La acción psicológica descripta, se complementaba y verificaba con la narración de cada hecho de la represión clandestina, lo que daba cierre al circuito. De este modo, el diario se ocupó de presentar relatos ficticios de los acontecimientos, tal como lo advirtió en su fallo el TOF que en septiembre dictó sentencia en Bahía Blanca al ordenar abrir líneas de investigación en tal sentido. La práctica incluía no sólo la reproducción de comunicados o la omisión de datos, sino también la presentación seriada de notas cuyos titulares remitían siempre a la figura de los “enfrentamientos” fraguados que ya habían sido refutados por Rodolfo Walsh para marzo de 1977. Los ejemplos de este tipo de narraciones son decenas y todos dan cuenta del esmero del diario por encubrir los crímenes, objetivo para el que contaban además con documentación que sólo podían obtener a través del contacto con fuentes de primera mano.
Un ejemplo ilustrativo y terrible entre los muchos que se encuentran repasando las páginas del diario en la época es la crónica que reseña la muerte de Fernando Jara.
Jara fue secuestrado a mediados de 1976 y desde el principio sus secuestradores le habían anticipado que sería asesinado el 16 de diciembre de ese año, día en que se cumplía el primer aniversario de las muertes de los militares Bruno Rojas y René Papini, en que los represores le atribuían participación. Citando a Roberto Arlt, el fiscal Abel Córdoba explicó la particular perversión del caso durante su alegato en el juicio a diecisiete represores del Ejército que concluyó en septiembre. “Lo habían torturado todo el tiempo y pesaba sobre él una sentencia macabra”, explicó. Se trataba de una “tortura a plazo fijo. Todos tenemos la noción de la muerte incorporada, pero vivimos a partir de la incertidumbre de ese momento, a partir de allí es que podemos vivir y ocuparnos de otras cosas. Los últimos seis meses de su vida, Jara no pudo hacer eso. Se lo sentenció con la certeza que iba a ser fusilado en determinado momento, y que no podría hacer nada al respecto. Ni el recurso subjetivo a la angustia tuvo”.
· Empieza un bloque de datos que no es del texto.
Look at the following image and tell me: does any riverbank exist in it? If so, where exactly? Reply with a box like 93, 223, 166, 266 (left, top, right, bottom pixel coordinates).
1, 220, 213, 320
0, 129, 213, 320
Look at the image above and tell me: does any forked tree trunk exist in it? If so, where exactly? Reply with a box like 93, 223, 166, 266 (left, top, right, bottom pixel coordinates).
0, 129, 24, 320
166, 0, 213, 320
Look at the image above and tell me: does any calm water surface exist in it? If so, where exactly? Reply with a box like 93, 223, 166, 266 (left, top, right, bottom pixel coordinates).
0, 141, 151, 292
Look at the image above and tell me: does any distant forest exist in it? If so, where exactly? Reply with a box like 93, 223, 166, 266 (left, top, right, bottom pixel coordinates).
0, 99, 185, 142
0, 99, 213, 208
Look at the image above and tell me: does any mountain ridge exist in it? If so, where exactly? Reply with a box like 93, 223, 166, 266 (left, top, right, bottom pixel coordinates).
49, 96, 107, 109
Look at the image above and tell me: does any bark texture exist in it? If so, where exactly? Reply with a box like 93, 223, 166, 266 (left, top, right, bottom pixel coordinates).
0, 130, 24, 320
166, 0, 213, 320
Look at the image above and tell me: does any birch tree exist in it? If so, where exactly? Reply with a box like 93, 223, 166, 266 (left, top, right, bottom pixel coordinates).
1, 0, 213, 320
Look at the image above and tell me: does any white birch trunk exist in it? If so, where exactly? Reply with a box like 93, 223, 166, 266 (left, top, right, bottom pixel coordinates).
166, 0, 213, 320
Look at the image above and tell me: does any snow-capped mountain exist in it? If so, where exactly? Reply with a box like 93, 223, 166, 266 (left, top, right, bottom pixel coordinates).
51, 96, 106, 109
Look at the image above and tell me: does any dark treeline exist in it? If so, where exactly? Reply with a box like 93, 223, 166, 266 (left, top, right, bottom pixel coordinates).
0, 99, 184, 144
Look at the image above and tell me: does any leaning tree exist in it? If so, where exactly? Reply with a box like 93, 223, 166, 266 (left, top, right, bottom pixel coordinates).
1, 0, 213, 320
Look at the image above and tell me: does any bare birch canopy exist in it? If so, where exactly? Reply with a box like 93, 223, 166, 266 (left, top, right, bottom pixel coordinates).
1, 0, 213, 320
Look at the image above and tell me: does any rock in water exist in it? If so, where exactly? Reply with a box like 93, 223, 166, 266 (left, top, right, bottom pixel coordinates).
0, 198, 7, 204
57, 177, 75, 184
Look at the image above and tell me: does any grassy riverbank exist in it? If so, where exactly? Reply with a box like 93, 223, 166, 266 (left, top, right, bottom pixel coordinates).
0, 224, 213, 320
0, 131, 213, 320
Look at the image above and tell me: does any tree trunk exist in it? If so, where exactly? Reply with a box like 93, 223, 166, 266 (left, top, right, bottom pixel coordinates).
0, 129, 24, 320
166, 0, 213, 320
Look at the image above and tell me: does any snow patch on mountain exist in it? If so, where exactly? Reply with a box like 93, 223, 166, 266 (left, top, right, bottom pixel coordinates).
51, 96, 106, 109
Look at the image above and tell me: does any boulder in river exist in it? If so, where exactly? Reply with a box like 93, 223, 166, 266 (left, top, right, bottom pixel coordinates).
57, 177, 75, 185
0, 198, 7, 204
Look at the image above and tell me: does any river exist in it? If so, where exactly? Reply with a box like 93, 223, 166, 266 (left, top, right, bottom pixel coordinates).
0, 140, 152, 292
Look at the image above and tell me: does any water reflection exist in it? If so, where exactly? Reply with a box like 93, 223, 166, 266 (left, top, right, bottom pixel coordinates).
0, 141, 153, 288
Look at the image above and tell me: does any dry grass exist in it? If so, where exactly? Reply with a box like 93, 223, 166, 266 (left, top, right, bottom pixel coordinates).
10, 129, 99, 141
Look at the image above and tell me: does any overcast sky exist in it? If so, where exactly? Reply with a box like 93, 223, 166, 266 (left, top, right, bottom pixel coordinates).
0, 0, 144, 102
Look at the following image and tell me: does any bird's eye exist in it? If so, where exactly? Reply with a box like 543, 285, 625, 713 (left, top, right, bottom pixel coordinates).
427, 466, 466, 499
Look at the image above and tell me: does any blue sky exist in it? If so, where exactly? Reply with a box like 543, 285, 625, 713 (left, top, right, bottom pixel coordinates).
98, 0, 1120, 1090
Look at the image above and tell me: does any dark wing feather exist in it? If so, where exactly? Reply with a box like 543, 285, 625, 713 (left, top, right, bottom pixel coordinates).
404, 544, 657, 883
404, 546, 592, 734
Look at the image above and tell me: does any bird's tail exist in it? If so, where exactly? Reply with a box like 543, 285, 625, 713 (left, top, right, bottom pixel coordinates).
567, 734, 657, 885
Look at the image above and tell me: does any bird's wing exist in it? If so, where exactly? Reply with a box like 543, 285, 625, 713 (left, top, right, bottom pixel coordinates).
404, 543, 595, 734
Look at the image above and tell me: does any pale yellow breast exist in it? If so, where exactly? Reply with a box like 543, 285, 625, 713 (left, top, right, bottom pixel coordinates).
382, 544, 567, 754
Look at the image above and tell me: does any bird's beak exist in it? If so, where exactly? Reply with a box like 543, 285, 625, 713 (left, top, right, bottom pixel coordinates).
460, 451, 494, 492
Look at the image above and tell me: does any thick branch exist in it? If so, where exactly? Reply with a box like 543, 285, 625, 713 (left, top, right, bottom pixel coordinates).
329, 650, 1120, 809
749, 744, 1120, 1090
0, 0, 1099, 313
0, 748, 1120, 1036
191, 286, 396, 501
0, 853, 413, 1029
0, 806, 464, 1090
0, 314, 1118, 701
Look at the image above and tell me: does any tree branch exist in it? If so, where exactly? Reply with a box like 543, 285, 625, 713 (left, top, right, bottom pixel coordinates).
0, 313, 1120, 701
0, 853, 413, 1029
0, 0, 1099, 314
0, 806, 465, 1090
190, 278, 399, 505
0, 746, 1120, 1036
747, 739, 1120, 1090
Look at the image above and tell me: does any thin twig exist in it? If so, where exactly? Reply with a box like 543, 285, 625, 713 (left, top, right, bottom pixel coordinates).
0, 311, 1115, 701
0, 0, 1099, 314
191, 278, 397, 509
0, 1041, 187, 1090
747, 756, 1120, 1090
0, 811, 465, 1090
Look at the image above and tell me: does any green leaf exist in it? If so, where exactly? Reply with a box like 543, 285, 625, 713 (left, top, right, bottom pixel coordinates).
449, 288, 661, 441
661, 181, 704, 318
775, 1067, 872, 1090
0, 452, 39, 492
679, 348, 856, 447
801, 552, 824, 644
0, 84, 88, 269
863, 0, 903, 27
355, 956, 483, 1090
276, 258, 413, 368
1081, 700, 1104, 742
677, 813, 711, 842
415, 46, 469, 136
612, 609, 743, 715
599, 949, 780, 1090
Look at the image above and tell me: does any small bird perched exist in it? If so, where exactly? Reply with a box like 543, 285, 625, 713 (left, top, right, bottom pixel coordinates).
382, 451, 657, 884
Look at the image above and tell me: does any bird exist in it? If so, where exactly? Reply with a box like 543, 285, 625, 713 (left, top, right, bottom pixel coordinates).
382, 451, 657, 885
Una testigo narró el operativo que se hizo en Cerrito y Casanova. “¡No me maten!”, fue lo último que se le oyó decir a Jara. Al día siguiente, el diario de Massot armó una crónica donde se detallaba incluso el clima imperante. “Cubría la ciudad un gran manto de niebla” al momento de perpetrado el crimen, que el matutino encubrió presentándolo como un intercambio de disparos surgido cuando el “delincuente subversivo”, que desde hacía meses se encontraba secuestrado, circulaba por el lugar y había pretendido eludir una patrulla policial, cubriendo su salida con disparos de un arma que no podía poseer. Pero el diario de los Massot Julio no se quedaba allí. Agregaba el dato que había dado origen a la sentencia que los asesinos habían hecho caer sobre Jara como modo particular y perverso de tortura tan pronto como lo tuvieron en su poder: en ese lugar, recordaba la redacción, exactamente un año antes, habían ocurrido las muertes de los militares Rojas y Papini.